# LGD Breeds



## Dover Farms (Oct 16, 2007)

What are the "pro's and con's" of each of these breeds?

Akbash
Anatolian Shepherd
Great Pyrenees
Hovawart
Kuvasz
Tibetan Mastiff

Yes...I know...I mostly like uncommon breeds!


----------



## getchagoat (Julie) (Oct 5, 2007)

You should check out http://www.lgd.org they probably have some info. The only thing I know is the Anatolian can be less people friendly. I'm not saying that as a blanket rule, but their demeanor is not like the grt pyr.


----------



## kelebek (Oct 5, 2007)

Anatolian Shephards - Also known as Kangal originated in Turkey where they were used for herding and also for protection.

Anatolians, usually need a strong handler. They can be a bit dominearing.

getchagoat - I agree they are no where like the great pyrenese. 

Although I do like Anatolians, I would not have one by my livestock as they were used more for protection and fighting during the ottoman empire.


----------



## goathappy (Oct 5, 2007)

I only know the pro's and cons of a few of these breeds, but I know history on most of them.

Akbash: Similar to the Pyrenees in type and instinct, said to be very good guard dogs, great with animals, children, strangers, and still protective yet gentle with the flock. I *think* they have a shorter coat the pyrs but I'm not positive. I would love to have one of these dogs.

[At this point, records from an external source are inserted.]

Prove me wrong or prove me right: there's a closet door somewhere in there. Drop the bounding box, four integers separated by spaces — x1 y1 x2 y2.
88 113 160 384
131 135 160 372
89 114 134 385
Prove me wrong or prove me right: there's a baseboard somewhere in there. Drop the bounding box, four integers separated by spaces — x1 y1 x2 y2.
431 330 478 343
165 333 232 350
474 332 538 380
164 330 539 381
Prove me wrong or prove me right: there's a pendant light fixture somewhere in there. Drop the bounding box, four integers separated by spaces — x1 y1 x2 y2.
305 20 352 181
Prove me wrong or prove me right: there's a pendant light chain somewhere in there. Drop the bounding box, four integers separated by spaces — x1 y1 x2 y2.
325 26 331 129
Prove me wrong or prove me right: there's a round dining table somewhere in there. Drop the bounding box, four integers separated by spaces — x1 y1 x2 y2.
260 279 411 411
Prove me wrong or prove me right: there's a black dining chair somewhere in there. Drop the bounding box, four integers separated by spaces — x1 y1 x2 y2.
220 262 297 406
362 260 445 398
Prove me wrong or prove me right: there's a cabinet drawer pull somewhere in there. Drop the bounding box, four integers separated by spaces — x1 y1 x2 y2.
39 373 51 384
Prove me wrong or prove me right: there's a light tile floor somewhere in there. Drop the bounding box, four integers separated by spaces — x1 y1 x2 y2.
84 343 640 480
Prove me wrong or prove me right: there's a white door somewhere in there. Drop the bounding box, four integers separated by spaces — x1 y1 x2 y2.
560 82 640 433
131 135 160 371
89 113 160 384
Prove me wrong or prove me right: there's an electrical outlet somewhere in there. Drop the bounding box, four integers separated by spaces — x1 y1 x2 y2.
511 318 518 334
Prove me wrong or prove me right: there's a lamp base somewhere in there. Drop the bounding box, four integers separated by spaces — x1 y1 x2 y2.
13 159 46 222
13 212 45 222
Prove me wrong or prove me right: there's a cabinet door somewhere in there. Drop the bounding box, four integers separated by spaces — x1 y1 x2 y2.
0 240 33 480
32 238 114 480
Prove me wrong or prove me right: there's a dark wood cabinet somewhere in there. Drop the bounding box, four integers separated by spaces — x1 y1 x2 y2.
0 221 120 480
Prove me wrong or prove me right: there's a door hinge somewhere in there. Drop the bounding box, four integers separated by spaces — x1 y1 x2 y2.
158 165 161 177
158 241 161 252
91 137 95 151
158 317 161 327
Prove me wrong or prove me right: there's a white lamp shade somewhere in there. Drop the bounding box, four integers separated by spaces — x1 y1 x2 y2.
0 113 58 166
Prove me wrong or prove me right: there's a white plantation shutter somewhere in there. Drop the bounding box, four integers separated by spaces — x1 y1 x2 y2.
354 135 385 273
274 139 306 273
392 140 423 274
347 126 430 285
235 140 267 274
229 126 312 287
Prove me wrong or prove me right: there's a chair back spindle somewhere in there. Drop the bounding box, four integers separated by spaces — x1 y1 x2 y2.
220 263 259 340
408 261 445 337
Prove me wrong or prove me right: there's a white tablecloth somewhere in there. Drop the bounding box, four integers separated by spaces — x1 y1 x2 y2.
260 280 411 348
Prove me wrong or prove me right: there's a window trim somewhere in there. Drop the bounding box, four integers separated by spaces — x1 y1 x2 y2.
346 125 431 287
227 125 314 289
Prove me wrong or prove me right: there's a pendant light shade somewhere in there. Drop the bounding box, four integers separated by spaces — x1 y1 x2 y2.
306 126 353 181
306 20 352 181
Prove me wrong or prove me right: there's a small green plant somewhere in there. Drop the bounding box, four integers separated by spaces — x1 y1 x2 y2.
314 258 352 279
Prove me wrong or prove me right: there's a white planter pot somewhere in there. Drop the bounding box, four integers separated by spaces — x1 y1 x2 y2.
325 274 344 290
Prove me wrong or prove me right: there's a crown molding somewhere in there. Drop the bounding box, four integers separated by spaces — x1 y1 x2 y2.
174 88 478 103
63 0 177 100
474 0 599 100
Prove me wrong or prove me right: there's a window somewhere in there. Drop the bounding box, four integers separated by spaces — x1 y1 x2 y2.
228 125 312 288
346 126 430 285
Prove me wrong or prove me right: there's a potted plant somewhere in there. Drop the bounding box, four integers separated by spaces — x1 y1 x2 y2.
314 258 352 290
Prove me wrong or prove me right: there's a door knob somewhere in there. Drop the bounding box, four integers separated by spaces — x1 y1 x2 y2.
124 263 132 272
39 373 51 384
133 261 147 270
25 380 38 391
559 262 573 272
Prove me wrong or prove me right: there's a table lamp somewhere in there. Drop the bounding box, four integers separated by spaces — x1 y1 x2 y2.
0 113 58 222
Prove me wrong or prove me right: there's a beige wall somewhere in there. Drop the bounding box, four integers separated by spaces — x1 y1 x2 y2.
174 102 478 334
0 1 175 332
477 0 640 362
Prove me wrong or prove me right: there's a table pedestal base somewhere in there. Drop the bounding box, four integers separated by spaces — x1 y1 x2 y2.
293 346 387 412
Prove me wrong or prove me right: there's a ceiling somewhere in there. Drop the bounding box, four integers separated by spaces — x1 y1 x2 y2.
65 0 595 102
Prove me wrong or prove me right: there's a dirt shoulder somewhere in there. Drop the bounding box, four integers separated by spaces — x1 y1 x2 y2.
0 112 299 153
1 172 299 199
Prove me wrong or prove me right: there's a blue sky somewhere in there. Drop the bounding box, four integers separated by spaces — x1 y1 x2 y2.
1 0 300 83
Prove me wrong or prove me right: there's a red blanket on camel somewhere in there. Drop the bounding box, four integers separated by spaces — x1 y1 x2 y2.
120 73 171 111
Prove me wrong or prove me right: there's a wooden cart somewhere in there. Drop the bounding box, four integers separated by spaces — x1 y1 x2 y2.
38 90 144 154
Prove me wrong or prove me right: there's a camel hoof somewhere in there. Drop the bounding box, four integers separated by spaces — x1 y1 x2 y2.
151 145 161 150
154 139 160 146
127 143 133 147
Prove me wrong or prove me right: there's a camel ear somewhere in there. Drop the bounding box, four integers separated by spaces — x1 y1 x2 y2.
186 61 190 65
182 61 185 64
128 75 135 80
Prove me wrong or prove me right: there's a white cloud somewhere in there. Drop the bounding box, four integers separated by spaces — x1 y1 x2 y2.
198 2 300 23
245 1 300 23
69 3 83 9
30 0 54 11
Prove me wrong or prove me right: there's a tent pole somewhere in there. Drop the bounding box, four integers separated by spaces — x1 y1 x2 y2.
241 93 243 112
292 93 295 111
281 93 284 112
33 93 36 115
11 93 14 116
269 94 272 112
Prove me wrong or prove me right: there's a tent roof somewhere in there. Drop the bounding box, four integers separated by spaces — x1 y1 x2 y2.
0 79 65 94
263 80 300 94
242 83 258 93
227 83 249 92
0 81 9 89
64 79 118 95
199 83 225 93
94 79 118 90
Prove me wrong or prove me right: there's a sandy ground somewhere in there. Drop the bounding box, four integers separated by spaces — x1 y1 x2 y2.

Anatolian Shepherd: Shorter coated breed, originating in Turkey, these dogs make great livestock guardians.
Pros: Shorter coats, easier to take care of, strong guarding instinct
Cons: Although they have a strong protection instinct they also have the tendency to bite strangers when the owner is not around. So, due to liability issues, I wouldn't own this dog since we have a lot of visitors coming and going. I recently found our that our pyr Bandit is part Anotolian, he bit the repair man a couple months ago and broke skin. Even though he's mostly Pyrenees, he still has that little bit of Anotolian instinct.

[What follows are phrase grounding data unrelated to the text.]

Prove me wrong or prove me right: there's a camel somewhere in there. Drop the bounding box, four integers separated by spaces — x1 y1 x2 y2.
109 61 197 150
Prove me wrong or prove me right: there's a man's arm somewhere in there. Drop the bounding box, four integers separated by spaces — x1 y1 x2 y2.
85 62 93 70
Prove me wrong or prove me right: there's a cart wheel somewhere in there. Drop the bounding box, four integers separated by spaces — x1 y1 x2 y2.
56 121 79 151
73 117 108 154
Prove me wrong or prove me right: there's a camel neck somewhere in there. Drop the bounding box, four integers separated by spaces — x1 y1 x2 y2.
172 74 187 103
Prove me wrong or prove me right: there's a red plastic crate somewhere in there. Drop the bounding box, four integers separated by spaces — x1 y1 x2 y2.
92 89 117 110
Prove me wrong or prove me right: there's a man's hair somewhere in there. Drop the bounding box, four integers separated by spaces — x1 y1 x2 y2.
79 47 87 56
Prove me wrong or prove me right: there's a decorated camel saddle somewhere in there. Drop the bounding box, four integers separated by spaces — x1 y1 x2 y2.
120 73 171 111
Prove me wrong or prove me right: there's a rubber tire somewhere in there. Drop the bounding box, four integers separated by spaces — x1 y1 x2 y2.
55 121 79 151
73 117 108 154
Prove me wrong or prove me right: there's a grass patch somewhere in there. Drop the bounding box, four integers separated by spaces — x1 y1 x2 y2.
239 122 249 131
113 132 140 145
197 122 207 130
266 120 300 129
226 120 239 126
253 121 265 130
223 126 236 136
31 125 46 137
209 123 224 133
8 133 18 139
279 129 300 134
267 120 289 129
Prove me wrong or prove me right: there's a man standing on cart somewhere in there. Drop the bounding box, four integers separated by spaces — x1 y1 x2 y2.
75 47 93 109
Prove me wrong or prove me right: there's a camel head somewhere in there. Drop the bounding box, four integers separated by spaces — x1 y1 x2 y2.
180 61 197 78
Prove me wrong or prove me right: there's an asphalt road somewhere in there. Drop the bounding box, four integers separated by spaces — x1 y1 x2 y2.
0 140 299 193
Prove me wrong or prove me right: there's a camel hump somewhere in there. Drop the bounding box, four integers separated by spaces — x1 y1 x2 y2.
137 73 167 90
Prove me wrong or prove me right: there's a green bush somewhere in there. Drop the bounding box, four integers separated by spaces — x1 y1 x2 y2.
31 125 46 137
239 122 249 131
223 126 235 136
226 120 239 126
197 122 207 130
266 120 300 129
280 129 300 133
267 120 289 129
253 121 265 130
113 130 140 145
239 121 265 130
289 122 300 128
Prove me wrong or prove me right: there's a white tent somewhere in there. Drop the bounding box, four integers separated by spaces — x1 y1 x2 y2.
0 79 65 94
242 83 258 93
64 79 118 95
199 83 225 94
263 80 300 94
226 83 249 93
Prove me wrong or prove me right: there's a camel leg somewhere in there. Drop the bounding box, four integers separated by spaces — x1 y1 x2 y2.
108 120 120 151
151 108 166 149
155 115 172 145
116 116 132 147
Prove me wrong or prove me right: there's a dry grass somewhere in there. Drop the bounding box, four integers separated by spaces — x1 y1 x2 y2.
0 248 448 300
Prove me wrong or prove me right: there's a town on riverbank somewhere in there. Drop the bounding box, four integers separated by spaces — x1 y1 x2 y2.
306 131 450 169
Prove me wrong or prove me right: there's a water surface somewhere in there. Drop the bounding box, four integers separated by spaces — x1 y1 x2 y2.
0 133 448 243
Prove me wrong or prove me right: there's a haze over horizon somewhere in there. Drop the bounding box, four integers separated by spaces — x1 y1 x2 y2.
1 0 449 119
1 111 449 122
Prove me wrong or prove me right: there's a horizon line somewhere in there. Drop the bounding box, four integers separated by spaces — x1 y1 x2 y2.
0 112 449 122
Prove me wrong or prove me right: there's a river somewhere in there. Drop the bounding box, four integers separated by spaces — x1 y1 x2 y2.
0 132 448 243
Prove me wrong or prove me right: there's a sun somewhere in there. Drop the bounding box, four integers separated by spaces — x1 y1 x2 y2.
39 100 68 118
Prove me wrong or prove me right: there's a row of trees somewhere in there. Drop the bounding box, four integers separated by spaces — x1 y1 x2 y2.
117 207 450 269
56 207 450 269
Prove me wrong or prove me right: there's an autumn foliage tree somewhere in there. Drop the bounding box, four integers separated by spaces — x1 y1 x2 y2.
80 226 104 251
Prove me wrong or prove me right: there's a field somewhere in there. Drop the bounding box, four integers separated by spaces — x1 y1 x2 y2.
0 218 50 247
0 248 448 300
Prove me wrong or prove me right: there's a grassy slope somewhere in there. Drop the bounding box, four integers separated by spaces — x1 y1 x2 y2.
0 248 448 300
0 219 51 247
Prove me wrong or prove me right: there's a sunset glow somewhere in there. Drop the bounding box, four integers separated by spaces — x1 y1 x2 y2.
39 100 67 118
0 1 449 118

Great Pyrenees: Said to originate from Asia from Tibetan Mastiffs, Pyrenees come from the French Pyrenees mountain ranges where they protected flocks from bears and wolves.
Pros: Great all around dogs, great with livestock, kids, strangers, but when danger comes they know when and how to protect and they arne't afraid(Bandit is, but I think he has something other than tolie mixed in there)
Cons: Coat care, they HAVE to be brushed in the spring to prevent hot spots, shaving is not an option since it can ruin how the coat grows back. There are 3 coat types with pyrs; 1. silky, which is easiest to brush out and take care of; 2. cotton, slightly harder to take care of but still easy to brush out; and 3. wooly, which mattes easily and is very hard to brush out.

Hovawart: never heard of it 
Kuvasz: Said to be descendents of the Pyrenees, slightly smaller and more aggressive with easier to take care of coats. I've heard good things about Kuvasz.

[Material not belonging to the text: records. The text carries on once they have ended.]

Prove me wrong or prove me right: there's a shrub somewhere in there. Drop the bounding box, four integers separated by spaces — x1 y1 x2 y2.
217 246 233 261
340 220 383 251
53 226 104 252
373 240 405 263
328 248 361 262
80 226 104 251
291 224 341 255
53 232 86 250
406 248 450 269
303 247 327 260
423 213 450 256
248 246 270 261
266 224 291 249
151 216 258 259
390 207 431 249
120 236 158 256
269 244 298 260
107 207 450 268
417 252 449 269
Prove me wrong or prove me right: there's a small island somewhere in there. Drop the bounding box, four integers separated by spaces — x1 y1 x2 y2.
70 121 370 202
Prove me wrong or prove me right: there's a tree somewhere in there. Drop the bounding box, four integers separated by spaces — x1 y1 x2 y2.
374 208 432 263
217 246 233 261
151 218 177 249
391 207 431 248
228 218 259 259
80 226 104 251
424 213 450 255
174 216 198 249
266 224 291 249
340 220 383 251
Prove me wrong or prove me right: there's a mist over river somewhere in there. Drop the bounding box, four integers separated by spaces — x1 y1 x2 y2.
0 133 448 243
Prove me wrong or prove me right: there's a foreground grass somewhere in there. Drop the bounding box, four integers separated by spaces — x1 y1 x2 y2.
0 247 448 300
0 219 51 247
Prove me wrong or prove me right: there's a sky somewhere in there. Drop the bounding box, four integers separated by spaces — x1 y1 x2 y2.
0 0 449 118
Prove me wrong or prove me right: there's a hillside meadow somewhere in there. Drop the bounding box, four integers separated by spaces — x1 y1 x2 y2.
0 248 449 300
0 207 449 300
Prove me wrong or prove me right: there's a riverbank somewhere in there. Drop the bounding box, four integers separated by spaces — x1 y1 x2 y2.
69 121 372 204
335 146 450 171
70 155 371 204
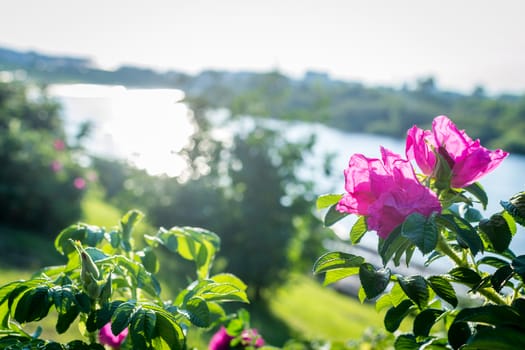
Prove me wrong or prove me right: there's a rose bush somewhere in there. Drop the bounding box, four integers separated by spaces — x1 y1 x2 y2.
0 210 249 349
315 115 525 349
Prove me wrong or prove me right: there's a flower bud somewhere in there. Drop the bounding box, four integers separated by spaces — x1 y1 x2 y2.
432 147 452 190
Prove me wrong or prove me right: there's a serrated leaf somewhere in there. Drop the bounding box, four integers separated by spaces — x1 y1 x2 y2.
491 265 514 292
143 305 185 350
413 309 444 337
479 213 512 253
461 326 525 350
448 267 482 286
394 334 419 350
316 193 343 210
313 252 365 274
427 276 458 308
384 299 414 332
183 297 210 327
477 256 510 269
323 203 348 227
111 301 136 335
13 286 52 323
453 305 524 327
359 263 391 299
438 213 483 255
464 182 488 210
130 308 157 347
378 227 410 266
397 276 429 309
350 216 368 244
401 213 438 255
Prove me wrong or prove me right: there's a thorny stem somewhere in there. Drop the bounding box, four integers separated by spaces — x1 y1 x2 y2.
436 233 508 305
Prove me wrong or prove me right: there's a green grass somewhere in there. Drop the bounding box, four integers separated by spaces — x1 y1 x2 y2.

Tibetan Mastiff: Related to the Pyrenees, I don't know much about this breed, but I assume they would be like the Pyrenees, just colored.


----------



## Dover Farms (Oct 16, 2007)

You've never heard of a Hovawart?! (see...I told you I liked uncommon/rare breeds!  ) I found out about the Hovawart a couple years ago in a Dog World(or Dog Fancy) Rare Breed Edtion magazine and have always liked them, but they are kind of rare.....not to mention EXPENSIVE! :shock:


----------



## goathappy (Oct 5, 2007)

LOL Rare things tend to be :wink: Are they a livestock guardian though?

Another really good dog they say is a Komondor(or as I call it, mop dog, lol) They say they have the best instinct and are great with the animals, strangers, kids etc. The coat tends to scare people away but from what I've read its actually very easy to take care of.

Unfortunately, I've only found show dogs and the cheapist Kom I could find was $600

Like with most dogs, your cross breeds are going to be your best dogs  I love mutts


----------



## Dover Farms (Oct 16, 2007)

You know....actually.....I don't think they are actually bred for livestock protecting. I have read that they are good farm dogs though...and good family protectors.

I call em' Mop Dogs, too! I read it takes 2 hours every week to seperate each lock to keep the coat nice.

I like the Kuvasz and the Akbash the best....looks wise. I think they are very cool! So are the TM's....although some of the colors they come in...they can look pretty intimidating(SP?)!


----------



## nancy d (Oct 5, 2007)

We got our first LGD last yr, he is Anatolian. I will say he is very hard headed, simple things like "sit" took weeks and sometimes he looks away pretending he doenst know what Im telling him to do. 
I have to be extemely firm with him. He loves to wrap his front legs around mine. And try to chew anything...he has plenty of stuff to chew on but what I have in my hands or pockets is more fun.
He sheds alot. He does not actually bite people. He has learned who sort of belongs here but then again he has his own pen next to the goats and the only humans he has contact with is mostly me, dh and my adult son occasionally.
After nipping a doe's vulva several months ago I took him out. This nipping was play to him, but play is not tolerated. I will let him in with the goats but only if Im there....five minutes in the house and all heck breaks loose....chickens flapping for their lives...the Nubian yelling "MAAA!!!"
I should have let the goats continue to beat the snot out of him when I first got him but no I had to feel sorry for him. 
On the plus side he is intimidating just by his size. He also digs up pieces of glass and old metal...one a pair of rusty old horse nippers. 

This is just my experience. 

A couple of yrs ago there was an article about a barn fire in the next town. It was a Pyr who rescued a dozen sheep, himself with burns on him.


----------



## fritzie (Oct 6, 2007)

i had 2 anitolian/pyr a year ago. i got them as pups & put them in with the goats right away. at 9 mos i still could not get them to not bit at the goats face or chase them. i got rid of them & now have a pyr that i got at 12 weeks old. she has been in with the goats since day one. she is great. she is a little over a year old now & she lives with my bucks(she prefers to be with them) she has one buck that she plays with & he plays with her. she is a great gaurd dog. i will only have prys from now on. she is great with people but when some one comes here & goes in with the goats she stands between the goats & the person & keeps bushing the goats away . it is hard but you have to leave them in with the goats even when they are getting beat up. just make sure that they have aplace where they can hide if they need to.


----------